Kepastian selesainya seluruh rangkaian identifikasi dari insiden tragis yang terjadi pada Rabu (6/5/2026) lalu ini didapatkan setelah hasil laboratorium DNA terhadap empat sisa jasad terakhir keluar dan dinyatakan cocok dengan data pihak keluarga.
“Kami menyampaikan pertama tentang hasil laboratorium yang kami terima kemarin, hari Jumat (22/5/2026) pukul 18.00 WIB,” kata Kabid Dokkes Polda Sumatera Selatan AKBP Andrianto saat menggelar konferensi pers di RS Bhayangkara Moh. Hasan Palembang.
Andrianto menjelaskan bahwa berkas hasil pemeriksaan dari laboratorium DNA tersebut berkaitan erat dengan kondisi empat jenazah yang pada waktu sebelumnya memang belum berhasil teridentifikasi secara medis.

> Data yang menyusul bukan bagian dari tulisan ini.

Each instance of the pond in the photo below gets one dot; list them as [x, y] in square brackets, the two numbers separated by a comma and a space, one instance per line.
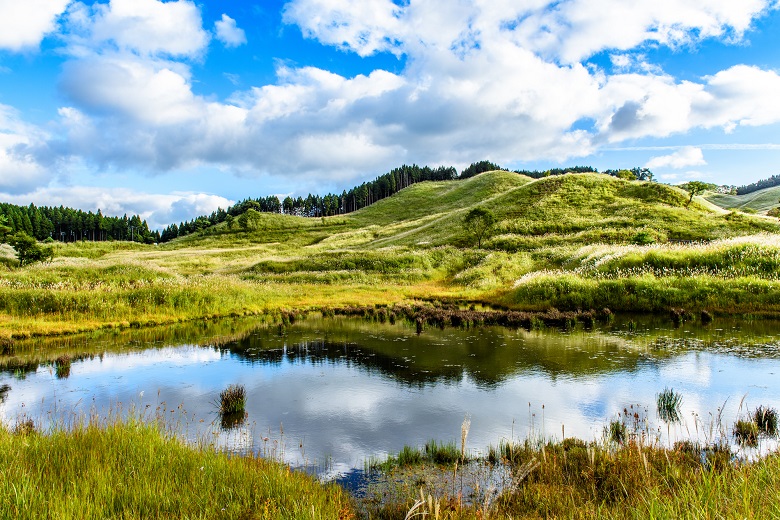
[331, 393]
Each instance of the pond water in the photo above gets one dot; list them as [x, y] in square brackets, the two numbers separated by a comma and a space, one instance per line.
[332, 393]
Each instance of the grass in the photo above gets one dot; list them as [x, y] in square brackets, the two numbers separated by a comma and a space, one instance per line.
[668, 406]
[232, 400]
[766, 420]
[566, 242]
[577, 479]
[760, 201]
[133, 470]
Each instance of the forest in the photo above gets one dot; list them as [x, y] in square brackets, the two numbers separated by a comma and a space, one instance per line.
[69, 225]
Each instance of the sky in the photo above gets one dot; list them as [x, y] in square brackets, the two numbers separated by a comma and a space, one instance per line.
[170, 109]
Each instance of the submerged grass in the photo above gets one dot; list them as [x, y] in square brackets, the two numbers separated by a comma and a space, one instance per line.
[575, 479]
[133, 470]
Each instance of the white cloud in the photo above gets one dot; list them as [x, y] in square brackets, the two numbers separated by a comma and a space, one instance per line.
[363, 26]
[150, 27]
[159, 210]
[687, 156]
[19, 169]
[23, 24]
[657, 106]
[148, 91]
[498, 79]
[228, 33]
[566, 31]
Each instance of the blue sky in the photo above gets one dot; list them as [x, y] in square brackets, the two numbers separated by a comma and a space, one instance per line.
[171, 109]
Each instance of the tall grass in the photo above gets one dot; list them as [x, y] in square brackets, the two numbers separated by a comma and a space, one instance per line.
[133, 470]
[574, 234]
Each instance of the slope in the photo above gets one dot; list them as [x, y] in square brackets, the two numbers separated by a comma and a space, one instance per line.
[760, 201]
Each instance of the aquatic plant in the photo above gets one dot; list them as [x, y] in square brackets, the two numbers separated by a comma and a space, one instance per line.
[766, 420]
[232, 400]
[668, 405]
[616, 431]
[746, 432]
[62, 366]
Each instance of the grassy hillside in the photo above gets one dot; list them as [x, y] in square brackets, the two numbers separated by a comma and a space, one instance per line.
[759, 201]
[573, 241]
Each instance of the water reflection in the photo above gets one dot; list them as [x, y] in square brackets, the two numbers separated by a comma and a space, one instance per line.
[339, 391]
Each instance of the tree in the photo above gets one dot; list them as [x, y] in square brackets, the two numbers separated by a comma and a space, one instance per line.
[478, 222]
[695, 188]
[28, 250]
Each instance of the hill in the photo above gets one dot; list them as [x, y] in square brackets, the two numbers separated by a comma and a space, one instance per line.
[759, 201]
[575, 241]
[531, 213]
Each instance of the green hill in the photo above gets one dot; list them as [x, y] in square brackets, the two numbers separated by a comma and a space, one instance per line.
[575, 241]
[531, 214]
[759, 201]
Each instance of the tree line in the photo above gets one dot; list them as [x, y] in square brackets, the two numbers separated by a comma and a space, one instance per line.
[69, 225]
[771, 182]
[367, 193]
[316, 205]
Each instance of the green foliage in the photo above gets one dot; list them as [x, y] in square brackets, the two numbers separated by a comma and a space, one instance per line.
[766, 420]
[479, 222]
[27, 249]
[746, 431]
[133, 470]
[668, 404]
[696, 188]
[479, 167]
[232, 400]
[617, 432]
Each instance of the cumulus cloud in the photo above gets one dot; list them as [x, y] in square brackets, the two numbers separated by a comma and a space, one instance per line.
[499, 79]
[228, 33]
[147, 27]
[19, 169]
[23, 24]
[658, 106]
[687, 156]
[159, 210]
[566, 31]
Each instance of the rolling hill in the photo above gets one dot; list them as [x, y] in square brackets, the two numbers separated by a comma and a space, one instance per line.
[759, 201]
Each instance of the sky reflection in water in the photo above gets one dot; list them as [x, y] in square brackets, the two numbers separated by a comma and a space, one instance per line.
[335, 392]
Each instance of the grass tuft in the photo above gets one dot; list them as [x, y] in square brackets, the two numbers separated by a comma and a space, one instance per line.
[668, 405]
[766, 420]
[232, 400]
[746, 432]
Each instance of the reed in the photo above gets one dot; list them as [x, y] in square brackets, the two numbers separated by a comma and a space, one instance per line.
[766, 420]
[131, 469]
[668, 404]
[232, 400]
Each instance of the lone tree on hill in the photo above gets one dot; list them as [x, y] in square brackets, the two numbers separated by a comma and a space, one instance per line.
[695, 188]
[28, 250]
[479, 222]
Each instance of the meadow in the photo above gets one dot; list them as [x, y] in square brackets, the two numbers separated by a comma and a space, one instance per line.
[566, 243]
[584, 241]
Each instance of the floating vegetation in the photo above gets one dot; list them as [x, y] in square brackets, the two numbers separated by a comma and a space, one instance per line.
[746, 432]
[616, 432]
[766, 420]
[62, 366]
[232, 400]
[668, 406]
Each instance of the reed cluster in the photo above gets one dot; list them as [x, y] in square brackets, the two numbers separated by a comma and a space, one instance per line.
[131, 469]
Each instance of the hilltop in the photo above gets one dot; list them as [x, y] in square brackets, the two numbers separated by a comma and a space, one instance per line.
[574, 208]
[574, 241]
[759, 201]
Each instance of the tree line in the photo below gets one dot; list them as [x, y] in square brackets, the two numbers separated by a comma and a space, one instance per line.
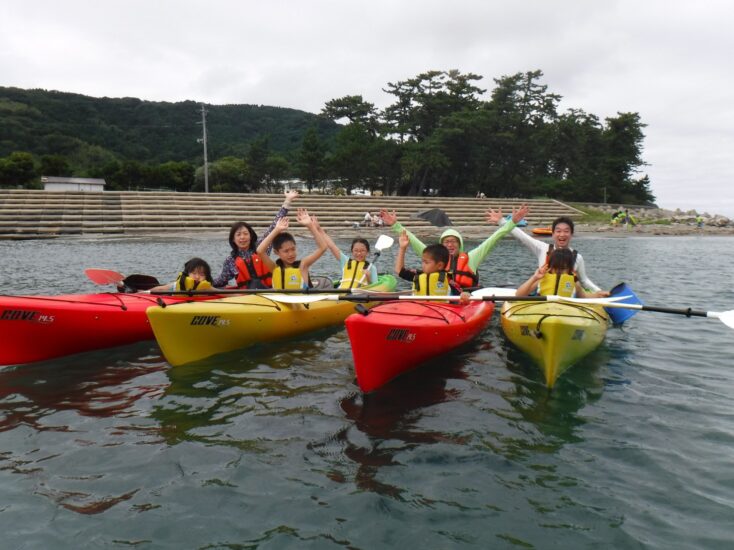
[440, 136]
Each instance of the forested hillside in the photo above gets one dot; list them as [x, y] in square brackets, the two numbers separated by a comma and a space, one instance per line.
[91, 132]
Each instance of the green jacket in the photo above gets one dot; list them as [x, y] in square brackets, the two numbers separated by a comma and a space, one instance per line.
[476, 255]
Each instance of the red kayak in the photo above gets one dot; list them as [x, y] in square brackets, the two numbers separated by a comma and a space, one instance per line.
[35, 328]
[395, 337]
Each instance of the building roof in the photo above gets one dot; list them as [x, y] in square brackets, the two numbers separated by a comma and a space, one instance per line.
[78, 181]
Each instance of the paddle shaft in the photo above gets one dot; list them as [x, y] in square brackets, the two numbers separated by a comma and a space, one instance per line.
[250, 291]
[688, 312]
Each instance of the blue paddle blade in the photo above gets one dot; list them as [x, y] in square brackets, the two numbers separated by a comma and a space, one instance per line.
[619, 315]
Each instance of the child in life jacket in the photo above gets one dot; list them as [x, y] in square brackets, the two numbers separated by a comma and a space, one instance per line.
[289, 273]
[556, 277]
[244, 265]
[355, 269]
[196, 275]
[432, 279]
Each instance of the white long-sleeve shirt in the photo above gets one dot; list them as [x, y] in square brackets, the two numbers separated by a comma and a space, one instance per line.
[540, 249]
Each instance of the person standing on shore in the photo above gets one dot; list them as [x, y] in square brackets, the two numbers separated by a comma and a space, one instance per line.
[562, 234]
[243, 264]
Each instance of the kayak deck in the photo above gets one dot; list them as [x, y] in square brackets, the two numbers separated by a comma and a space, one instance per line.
[37, 328]
[556, 335]
[191, 332]
[395, 337]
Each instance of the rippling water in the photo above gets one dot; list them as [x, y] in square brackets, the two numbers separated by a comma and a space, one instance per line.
[275, 447]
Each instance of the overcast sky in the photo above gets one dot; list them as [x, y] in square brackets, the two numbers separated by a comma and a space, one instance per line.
[669, 60]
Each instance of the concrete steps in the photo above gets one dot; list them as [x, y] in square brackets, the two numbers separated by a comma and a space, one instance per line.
[29, 214]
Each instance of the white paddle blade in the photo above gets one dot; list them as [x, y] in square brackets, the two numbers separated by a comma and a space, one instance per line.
[493, 291]
[301, 298]
[104, 276]
[431, 298]
[384, 242]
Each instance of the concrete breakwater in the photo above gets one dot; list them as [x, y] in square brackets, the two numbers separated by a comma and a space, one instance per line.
[30, 214]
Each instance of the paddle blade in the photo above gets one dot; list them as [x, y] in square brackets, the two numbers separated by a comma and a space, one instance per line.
[383, 243]
[104, 276]
[726, 317]
[301, 298]
[140, 282]
[619, 315]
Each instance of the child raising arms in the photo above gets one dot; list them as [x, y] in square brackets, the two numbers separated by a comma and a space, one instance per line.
[557, 277]
[196, 275]
[355, 269]
[289, 273]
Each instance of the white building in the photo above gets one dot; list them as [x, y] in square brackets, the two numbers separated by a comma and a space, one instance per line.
[51, 183]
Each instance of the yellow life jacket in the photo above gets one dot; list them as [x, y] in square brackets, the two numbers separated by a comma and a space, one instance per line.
[287, 278]
[353, 273]
[432, 284]
[559, 284]
[192, 284]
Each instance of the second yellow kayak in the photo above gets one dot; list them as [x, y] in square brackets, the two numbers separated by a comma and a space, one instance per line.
[556, 335]
[192, 331]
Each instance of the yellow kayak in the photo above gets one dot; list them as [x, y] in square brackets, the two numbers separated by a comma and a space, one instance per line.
[556, 335]
[192, 331]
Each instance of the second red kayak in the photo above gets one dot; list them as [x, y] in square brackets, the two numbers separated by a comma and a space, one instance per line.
[396, 337]
[35, 328]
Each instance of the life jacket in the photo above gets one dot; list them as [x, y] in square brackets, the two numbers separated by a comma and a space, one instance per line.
[287, 278]
[550, 249]
[558, 284]
[192, 284]
[432, 284]
[252, 273]
[353, 273]
[461, 272]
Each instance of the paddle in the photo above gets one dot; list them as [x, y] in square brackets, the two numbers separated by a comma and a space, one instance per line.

Sebelum mengumumkan hasil akhir tersebut kepada publik, tim dokter forensik terlebih dahulu menggelar proses sinkronisasi berkas pada pagi harinya.
“Pagi tadi pukul 08.00 WIB kami melakukan rekonsiliasi, artinya pencocokan data antemortem dan data postmortem,” jelasnya.

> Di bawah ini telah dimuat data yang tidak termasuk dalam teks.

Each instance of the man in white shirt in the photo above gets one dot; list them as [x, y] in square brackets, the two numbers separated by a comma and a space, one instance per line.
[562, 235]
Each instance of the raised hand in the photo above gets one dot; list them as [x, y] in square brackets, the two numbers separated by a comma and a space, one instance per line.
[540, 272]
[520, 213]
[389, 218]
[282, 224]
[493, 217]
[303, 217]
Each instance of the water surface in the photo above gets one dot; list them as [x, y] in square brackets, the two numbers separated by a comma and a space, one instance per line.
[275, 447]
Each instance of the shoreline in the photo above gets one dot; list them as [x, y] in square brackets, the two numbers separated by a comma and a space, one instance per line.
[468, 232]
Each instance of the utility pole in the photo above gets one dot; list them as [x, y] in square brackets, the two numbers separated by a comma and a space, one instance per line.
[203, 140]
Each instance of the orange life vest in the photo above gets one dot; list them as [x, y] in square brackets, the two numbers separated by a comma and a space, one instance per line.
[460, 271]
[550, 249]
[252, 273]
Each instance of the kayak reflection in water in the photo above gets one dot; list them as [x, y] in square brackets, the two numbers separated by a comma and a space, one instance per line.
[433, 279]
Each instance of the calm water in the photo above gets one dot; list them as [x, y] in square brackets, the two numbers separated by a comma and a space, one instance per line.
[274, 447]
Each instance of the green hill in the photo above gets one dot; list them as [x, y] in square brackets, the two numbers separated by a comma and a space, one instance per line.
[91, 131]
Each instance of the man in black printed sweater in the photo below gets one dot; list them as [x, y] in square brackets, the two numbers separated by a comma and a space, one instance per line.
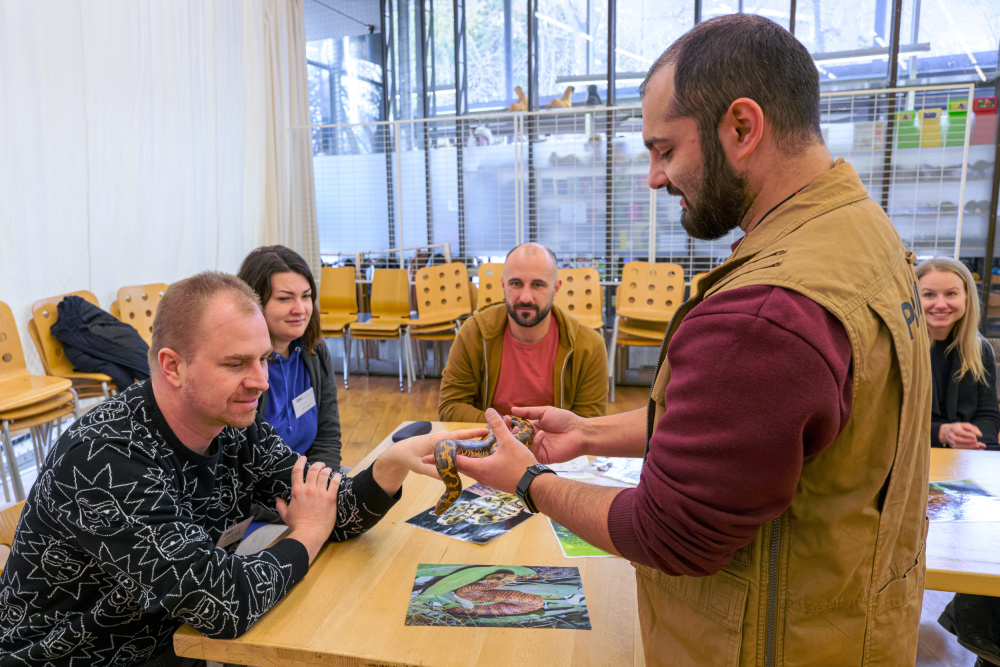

Berdasarkan hasil rapat pencocokan berkas rekonsiliasi tersebut, sisa jasad pertama dengan Nomor PM 062 berhasil diidentifikasi sebagai Sukarpi, berjenis kelamin laki-laki, yang merupakan anak biologis dari Marium.

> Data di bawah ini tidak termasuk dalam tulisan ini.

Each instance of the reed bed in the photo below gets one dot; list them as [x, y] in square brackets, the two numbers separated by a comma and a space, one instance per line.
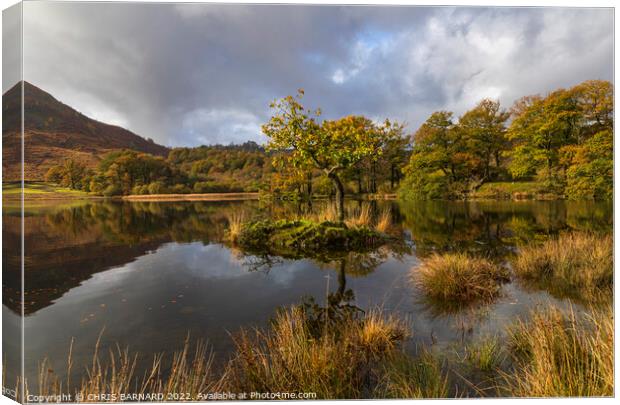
[562, 355]
[235, 226]
[113, 378]
[384, 223]
[360, 217]
[582, 262]
[341, 361]
[457, 277]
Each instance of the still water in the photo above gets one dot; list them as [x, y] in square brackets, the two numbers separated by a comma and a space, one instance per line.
[145, 275]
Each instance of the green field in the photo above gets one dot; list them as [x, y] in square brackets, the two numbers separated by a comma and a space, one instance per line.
[40, 190]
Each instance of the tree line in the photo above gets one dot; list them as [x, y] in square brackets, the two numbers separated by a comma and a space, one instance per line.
[563, 142]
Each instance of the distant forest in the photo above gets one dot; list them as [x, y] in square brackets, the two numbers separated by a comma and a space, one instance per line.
[560, 144]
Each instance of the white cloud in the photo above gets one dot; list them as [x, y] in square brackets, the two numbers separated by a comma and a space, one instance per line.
[222, 126]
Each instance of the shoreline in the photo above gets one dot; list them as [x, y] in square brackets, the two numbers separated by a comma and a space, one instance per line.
[192, 197]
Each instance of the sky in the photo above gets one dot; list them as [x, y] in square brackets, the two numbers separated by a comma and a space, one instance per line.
[192, 74]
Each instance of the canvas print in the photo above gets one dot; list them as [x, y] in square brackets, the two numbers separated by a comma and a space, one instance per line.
[303, 202]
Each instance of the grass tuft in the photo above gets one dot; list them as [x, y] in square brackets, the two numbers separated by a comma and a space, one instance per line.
[235, 226]
[384, 223]
[409, 377]
[361, 217]
[560, 355]
[460, 278]
[578, 262]
[337, 363]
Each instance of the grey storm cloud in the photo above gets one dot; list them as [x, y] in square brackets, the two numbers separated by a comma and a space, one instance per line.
[190, 74]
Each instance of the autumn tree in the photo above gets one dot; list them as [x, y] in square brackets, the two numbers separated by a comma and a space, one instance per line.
[70, 174]
[331, 146]
[484, 128]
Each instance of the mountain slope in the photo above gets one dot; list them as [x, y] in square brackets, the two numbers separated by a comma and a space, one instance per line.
[53, 131]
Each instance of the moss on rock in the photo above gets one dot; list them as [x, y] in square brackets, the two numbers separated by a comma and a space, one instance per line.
[307, 236]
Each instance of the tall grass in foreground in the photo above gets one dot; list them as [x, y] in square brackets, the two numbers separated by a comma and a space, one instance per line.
[559, 355]
[342, 361]
[580, 262]
[356, 357]
[457, 277]
[114, 375]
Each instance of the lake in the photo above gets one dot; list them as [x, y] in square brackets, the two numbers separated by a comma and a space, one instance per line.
[145, 275]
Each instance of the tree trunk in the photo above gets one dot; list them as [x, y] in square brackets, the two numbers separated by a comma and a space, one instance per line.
[339, 188]
[359, 181]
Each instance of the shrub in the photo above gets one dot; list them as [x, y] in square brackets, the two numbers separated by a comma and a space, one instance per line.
[460, 278]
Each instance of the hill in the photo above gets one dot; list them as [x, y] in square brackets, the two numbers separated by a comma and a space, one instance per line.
[54, 131]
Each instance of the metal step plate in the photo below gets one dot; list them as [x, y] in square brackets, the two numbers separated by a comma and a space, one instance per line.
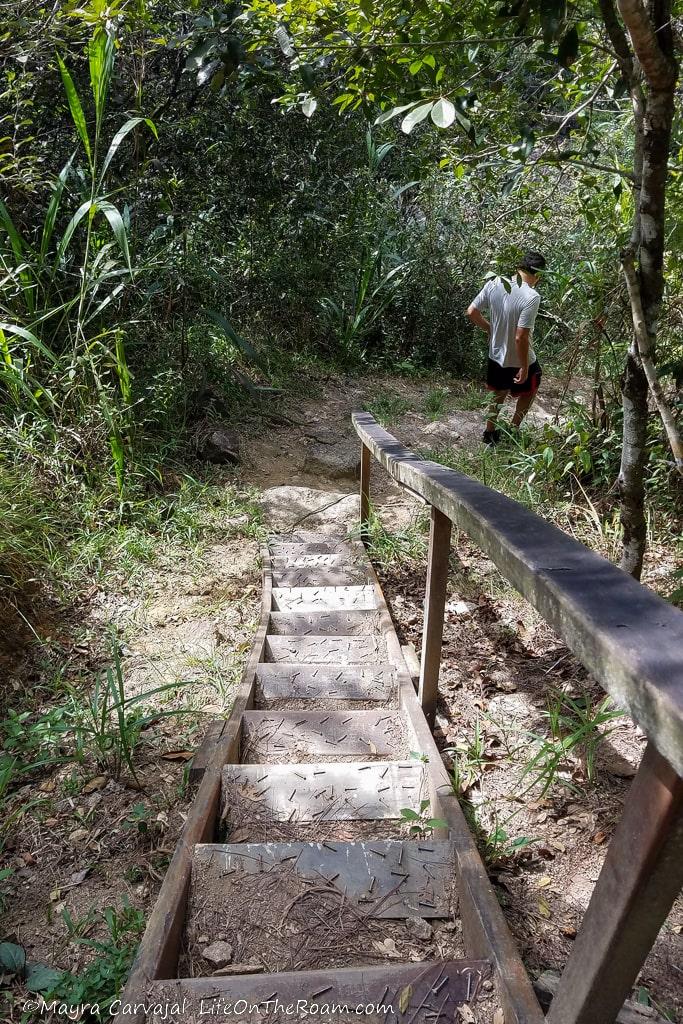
[324, 624]
[267, 735]
[386, 878]
[324, 598]
[313, 682]
[345, 576]
[415, 993]
[326, 650]
[328, 792]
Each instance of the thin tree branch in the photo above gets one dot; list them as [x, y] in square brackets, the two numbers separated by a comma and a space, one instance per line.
[643, 346]
[659, 71]
[619, 39]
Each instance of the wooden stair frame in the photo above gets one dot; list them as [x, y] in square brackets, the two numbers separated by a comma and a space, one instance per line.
[625, 635]
[485, 934]
[631, 641]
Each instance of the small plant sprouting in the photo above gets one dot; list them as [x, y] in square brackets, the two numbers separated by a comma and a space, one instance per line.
[109, 724]
[421, 824]
[575, 728]
[138, 817]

Kemudian, jasad kedua dengan Nomor PM 063 teridentifikasi sebagai Suwido Gurning, berjenis kelamin laki-laki, yang merupakan anak biologis dari Mona Lisa Siahaan.
Selanjutnya, sisa jasad ketiga dengan Nomor PM 064 berhasil diidentifikasi sebagai Sukono Bin Supardi Nasution, yang merupakan ayah biologis dari Zazkiatul Padila.
Berdasarkan data administrasi pihak rumah sakit, korban Sukono dilaporkan telah berstatus teridentifikasi oleh tim medis, namun sempat belum diambil oleh pihak keluarganya.
Sementara itu, untuk sisa jasad keempat dengan Nomor PM 065 berhasil diidentifikasi sebagai Karno Bin Salim, berjenis kelamin laki-laki.
Jasad Karno dinyatakan teridentifikasi secara valid oleh petugas karena memiliki kecocokan yang sangat identik dengan sampel pembanding langsung di lapangan berupa properti peci milik korban.
Andrianto menegaskan bahwa dari seluruh hasil pengujian sampel postmortem ini, tingkat akurasi identitas jasad terbukti sangat kuat.
Adanya kecocokan mutlak antara data antemortem yang diserahkan keluarga dengan data postmortem dari jasad korban memastikan status hukum dan kepemilikan seluruh jenazah kini menjadi sangat jelas.
“Dari hasil laboratorium data postmortem ini, seluruh jenazah sudah teridentifikasi secara jelas karena terdapat kecocokan antara data antemortem dengan data postmortem,” tuturnya.
Dengan tuntasnya pencocokan data terhadap empat jasad terakhir ini, seluruh proses pencarian identitas korban meninggal dunia dalam kecelakaan menonjol di Kabupaten Muratara tersebut resmi dinyatakan selesai.
Pihak kepolisian segera berkoordinasi dengan seluruh ahli waris untuk proses penyerahan sisa jasad agar bisa dibawa pulang ke rumah duka masing-masing.
“Jadi seluruh jenazah yang berjumlah 17 orang semuanya sudah teridentifikasi dari hasil laboratorium DNA, baik melalui data antemortem maupun postmortem. Itu yang bisa saya sampaikan sebagai laporan hasil laboratorium DNA,” pungkasnya.